Insanely Effective Diet Tricks To Build Muscle Strength

The key to a body-builder’s diet is to stay in an anabolic state. This anabolic state is a kind of building mode where your body’s little construction crew puts on its hard hats and goes to work making your grow bigger. This only happens after meals when the body has enough energy and other nutrients to supply your activities as well as grow the body at the same time.

The point here is to maintain this anabolic state throughout the day by eating 4-5 or more meals instead of your regulation three meals. Every time you eat, you can put that construction crew inside you to work until they run out of proteins and other raw materials they need.

By the same token, sleep is another critical time when you’re not burning any energy on your activities and all your body parts and systems are at rest. So the construction crew goes at it hammer and tongs, doing all kinds of repair work and patchups that aren’t possible when you’re awake. The point, once again, is to give your crew the proteins and nutrients they need at night through mid-night snacks and supplements taken just before you sleep.

Proteins are the most vital element of your diet when it comes to muscle building. A protein is comprised of some two dozen amino acids, and nearly half of them can’t be produced within the body. This means you have to get them through your food and drinks. This means you have to figure out which amino acids your needs which it is not getting in your current diet, and then add foods that do have it.

For example, there’s one amino acid called leucine which is highly important for muscle for protein synthesis and muscle repair. You can get your daily dose of leucine by eating lean portion of meats and poultry. You can get 3-4 grams of leucine with a pork loin chop or beef fillet. Most fish meals will also give you a healthy dose of leucine.

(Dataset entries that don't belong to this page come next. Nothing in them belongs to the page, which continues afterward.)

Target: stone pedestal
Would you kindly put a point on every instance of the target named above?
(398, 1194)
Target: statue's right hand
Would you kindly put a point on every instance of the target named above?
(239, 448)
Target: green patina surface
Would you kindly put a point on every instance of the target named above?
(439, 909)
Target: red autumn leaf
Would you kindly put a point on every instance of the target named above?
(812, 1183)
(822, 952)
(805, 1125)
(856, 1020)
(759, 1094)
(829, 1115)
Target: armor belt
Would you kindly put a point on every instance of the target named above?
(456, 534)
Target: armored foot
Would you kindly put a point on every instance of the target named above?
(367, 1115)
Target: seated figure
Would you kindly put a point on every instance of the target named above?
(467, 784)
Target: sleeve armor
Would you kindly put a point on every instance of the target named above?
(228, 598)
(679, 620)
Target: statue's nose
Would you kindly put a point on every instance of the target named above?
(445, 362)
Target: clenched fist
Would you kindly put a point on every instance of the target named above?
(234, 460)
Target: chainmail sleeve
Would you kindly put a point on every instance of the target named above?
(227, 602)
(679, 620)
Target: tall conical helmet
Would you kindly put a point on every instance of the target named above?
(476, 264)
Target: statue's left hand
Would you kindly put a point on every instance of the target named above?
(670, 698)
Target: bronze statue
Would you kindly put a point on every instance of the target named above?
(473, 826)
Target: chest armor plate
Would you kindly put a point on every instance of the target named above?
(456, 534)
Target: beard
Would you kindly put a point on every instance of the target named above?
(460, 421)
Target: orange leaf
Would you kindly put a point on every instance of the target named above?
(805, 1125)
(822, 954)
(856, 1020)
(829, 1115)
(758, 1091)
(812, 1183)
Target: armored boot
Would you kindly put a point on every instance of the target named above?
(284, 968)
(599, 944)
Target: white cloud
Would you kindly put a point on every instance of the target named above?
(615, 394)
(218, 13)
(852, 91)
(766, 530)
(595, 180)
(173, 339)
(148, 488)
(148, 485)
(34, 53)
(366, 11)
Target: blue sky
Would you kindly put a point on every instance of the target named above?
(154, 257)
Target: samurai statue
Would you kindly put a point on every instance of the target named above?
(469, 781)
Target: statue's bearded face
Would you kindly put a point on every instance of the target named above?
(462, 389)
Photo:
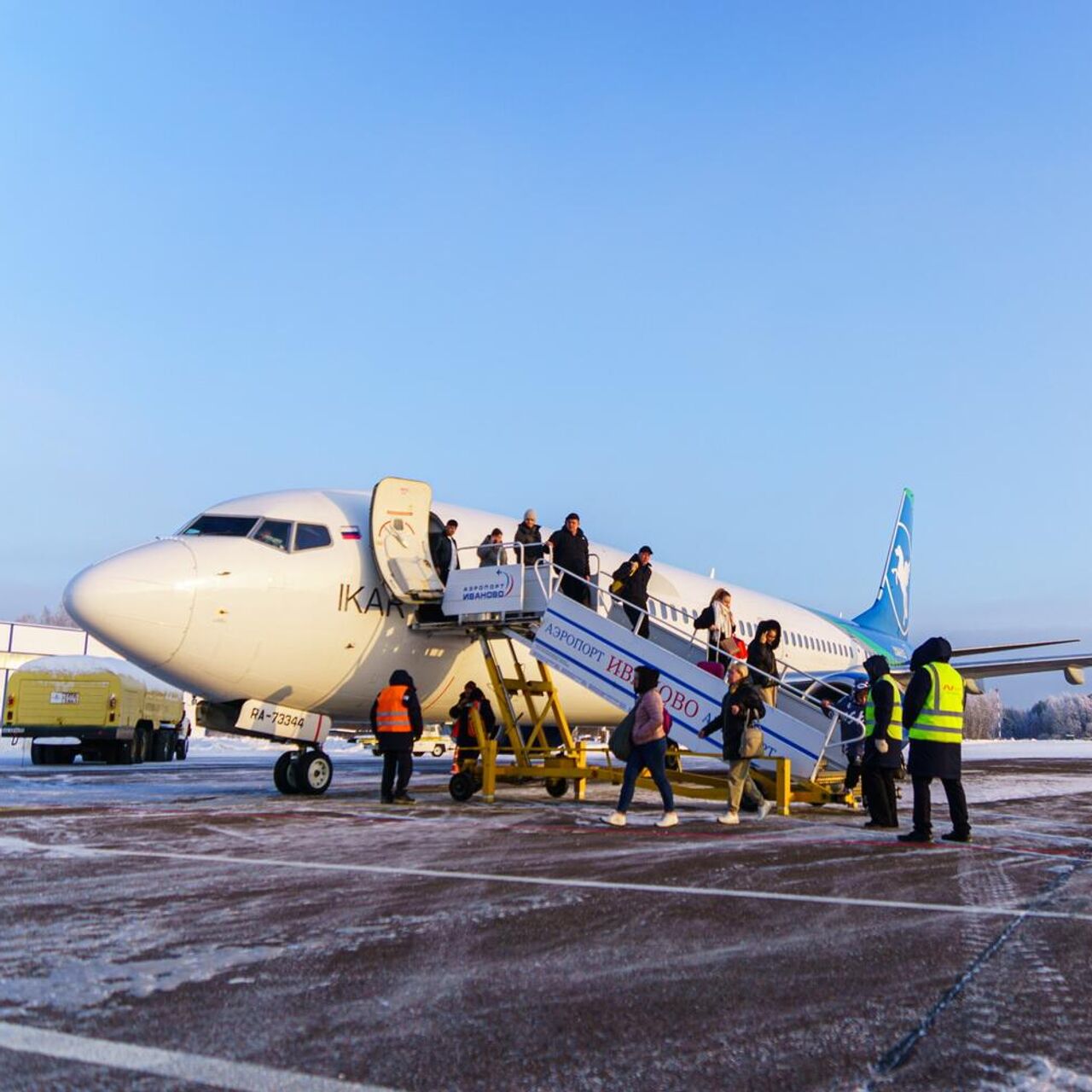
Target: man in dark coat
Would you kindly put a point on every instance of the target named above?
(741, 708)
(397, 720)
(463, 734)
(761, 659)
(932, 712)
(849, 710)
(882, 755)
(569, 550)
(530, 535)
(635, 576)
(445, 550)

Speaking of fish, they’re an excellent source of omega3 fatty acids. So if you eat lots of fish and take fish oil as a supplement, it’s going to boost your immune system and help your tired and worn out muscles recover and grow much faster than usual. You need to take a minimum of fish like salmon and sardines at least twice a week.

But don’t just OD on proteins while ignoring carbs, green veggies and fruits. You need a balanced diet where the body gets its energy from the carbs you eat and enhanced digestive capabilities from the antioxidants in the fruits and veggies. Even fat intake is essential to keep your brain and central nervous system functioning smoothly. Don’t make the mistake of confusing a weight loss diet with an insanely fast muscle building diet. The latter basically requires you to be a ravenous creature that will consume anything edible within reach.